In her youth, London appeared in films with Hollywood legends such as Rock Hudson, Edward G. Robinson and Gary Cooper, and Billboard magazine voted her one of the top female vocalists of 1955, 1956 and 1957.
PRODUCER WALTER SHENSON DIES: Walter Shenson, who produced "Help!" and "A Hard Day's Night" for the Beatles and 12 other films, has died from complications from a stroke in Los Angeles. He was 81.
Shenson worked as a publicist for Paramount Pictures on the films "The Caine Mutiny" and "From Here to Eternity" before turning to producing. Among Shenson's other films: "The Mouse That Roared" with Peter Sellers and "Reuben, Reuben" with Tom Conti.
ACTOR RICK JASON DIES: Rick Jason, who portrayed Lt. Gil Hanley on the 1960s TV series "Combat!", committed suicide at his in Moorpark, Calif., home officials said Tuesday. Jason was 74 and had been depressed over personal matters, officials told Reuters.

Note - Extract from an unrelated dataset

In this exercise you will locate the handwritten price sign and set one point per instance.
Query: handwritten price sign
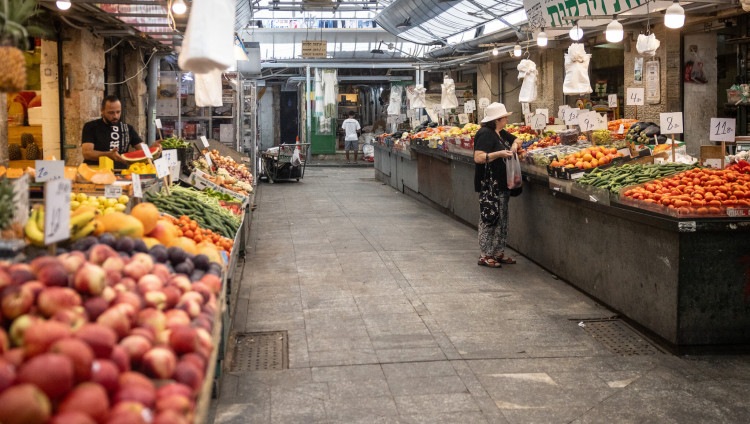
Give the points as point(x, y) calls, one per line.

Before becoming a household name on "Combat!", Jason starred in the short-lived series "The Case of the Dangerous Robin" and a TV movie, "The Fountain of Youth," directed by Orson Welles. Other TV appearances include "Murder, She Wrote," "Wonder Woman," "Fantasy Island" and "Dallas." Jason also had regular appearances on the soap opera "The Young and the Restless."